Citazione di: sweeper77 il 03 Giu 2015, 11:31
il giorno che de martino o lotito cominceranno a far fioccare denunce e querele sarà sempre troppo tardi....
La notizia è su tutti i maggiori quotidiani.
Io me sarei decisamente ROTTO ER CAZZO!
Se non quereli, se non denunci, ognuna di queste MERDE continuerà a sparare a zero
Scusate ma in questo caso che c'è da querelare? Qui un signor nessuno con precedenti quanto meno discutibili ha detto, coniugando tutti i verbi al condizionale, che se le dichiarazioni del macedone saranno considerate di portata tale da arrivare alla revisione del processo, in caso di condanna (perchè non bastera la semplice revisione per far scattare le sanzioni europee) anche della società ci potrebbe essere il rischio di esclusione dalle coppe. Ovvio che tutti gli sciacalli si siano tuffati a pesce. Il problema reale è che come al solito nessuno si fa domande, se non vai su Lazionet non saprai mai che sta Federbet non ha alcuna rilevanza istituzionale e quello che dice conta come il due di coppe, quando regna bastoni. Quello che ci manca è qualche penna prestigiosa che si sporchi le dita nella merda e sputtani questo mentecatto.

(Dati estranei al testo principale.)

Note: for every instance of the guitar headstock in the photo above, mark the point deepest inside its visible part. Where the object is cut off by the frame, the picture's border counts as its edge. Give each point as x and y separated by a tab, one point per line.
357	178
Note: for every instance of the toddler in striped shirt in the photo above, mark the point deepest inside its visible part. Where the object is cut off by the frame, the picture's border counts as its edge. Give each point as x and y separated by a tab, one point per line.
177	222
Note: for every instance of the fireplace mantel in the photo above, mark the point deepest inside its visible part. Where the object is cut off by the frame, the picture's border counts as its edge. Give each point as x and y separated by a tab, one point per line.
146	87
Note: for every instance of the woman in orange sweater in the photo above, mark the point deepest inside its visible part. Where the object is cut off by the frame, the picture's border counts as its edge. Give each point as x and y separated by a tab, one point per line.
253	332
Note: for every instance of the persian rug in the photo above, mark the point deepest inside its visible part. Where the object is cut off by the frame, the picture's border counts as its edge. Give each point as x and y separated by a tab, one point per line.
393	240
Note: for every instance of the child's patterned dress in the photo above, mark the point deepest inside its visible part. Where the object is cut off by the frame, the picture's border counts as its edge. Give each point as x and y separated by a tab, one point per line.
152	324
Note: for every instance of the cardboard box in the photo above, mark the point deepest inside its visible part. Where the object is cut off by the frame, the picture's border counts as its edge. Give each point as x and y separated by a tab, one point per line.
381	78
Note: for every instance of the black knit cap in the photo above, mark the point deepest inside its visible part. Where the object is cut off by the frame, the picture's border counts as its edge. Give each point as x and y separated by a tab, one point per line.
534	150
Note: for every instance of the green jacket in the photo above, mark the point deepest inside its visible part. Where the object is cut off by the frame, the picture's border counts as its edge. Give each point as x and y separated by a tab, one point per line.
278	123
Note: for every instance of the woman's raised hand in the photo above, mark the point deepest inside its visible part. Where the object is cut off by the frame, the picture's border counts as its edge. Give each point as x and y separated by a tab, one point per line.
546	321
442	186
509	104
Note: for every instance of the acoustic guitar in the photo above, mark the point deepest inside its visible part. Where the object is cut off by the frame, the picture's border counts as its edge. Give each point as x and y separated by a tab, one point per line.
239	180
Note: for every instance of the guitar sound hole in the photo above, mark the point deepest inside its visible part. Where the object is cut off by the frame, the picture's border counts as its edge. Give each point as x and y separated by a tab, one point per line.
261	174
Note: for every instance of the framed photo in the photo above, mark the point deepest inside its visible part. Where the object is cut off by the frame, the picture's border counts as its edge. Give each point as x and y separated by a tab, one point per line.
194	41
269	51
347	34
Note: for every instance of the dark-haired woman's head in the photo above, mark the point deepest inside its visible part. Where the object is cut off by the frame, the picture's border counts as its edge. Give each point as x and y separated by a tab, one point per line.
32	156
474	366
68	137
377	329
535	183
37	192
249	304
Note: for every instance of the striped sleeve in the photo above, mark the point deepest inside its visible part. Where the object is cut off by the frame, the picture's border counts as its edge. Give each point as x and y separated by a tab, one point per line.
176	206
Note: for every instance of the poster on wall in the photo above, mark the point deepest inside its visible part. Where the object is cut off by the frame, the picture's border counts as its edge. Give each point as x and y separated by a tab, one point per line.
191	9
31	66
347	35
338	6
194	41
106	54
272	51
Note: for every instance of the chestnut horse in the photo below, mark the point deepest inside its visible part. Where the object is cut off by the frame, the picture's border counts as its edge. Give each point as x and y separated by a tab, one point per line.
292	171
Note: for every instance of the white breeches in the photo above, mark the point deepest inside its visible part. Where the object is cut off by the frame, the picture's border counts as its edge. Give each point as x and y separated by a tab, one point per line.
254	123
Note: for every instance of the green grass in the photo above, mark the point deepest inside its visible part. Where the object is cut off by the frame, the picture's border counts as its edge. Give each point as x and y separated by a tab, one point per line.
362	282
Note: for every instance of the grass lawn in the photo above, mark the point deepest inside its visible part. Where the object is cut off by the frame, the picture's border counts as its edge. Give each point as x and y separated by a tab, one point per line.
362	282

Ecco che ha scritto RoboCouto su Fb, credo riportandolo da "La Provincia Pavese":
Finora però, Baranca non se l'è filato nessuno. Sarà anche perché sugli stessi match da lui segnalati Sportradar, la società ingaggiata dalla Lega Pro per monitorare eventuali anomalie nelle puntate, non ha rilevato proprio nulla.
Baranca era in precedenza in SkySport365, agenzia di scommesse austriaca che aveva tentato invano di accreditarsi sul territorio italiano. Non solo. Aveva collaborato all'indagine di Cremona sul calcioscommesse, finendo però per avere - secondo i magistrati - un ruolo ambiguo: da un lato, appunto, denunciante, dall'altro raggiunto dal sospetto che tra i suoi addetto vi fosse qualcuno «concretamente inquadrato all'interno dell'organico di uno dei più autorevoli bookmaker mondiali ove i componenti dell'organizzazione criminale avevano in più occasioni effettuato le ingenti scommesse sportive». Baranca spiega che in Italia bisogna fare pulizia e intanto collabora al contrasto delle gare truccate con Udinese, Sampdoria e Novara. «Spiace – disse in estate – vedere il Novara rischiare la retrocessione, quando ci sono stati episodi in B che lo hanno danneggiato profondamente. Per il fatto di essere una società particolarmente attenta a questo, alla fine paga più
delle sue concorrenti». Proprio il Novara, in lotta per la B con quel Pavia messo sotto accusa da Baranca al quale danno ampio spazio programmi e siti di Michele Criscitiello, cognato del presidente del Novara. Coincidenze. A meno che non si abbiano le certezze di un Baranca.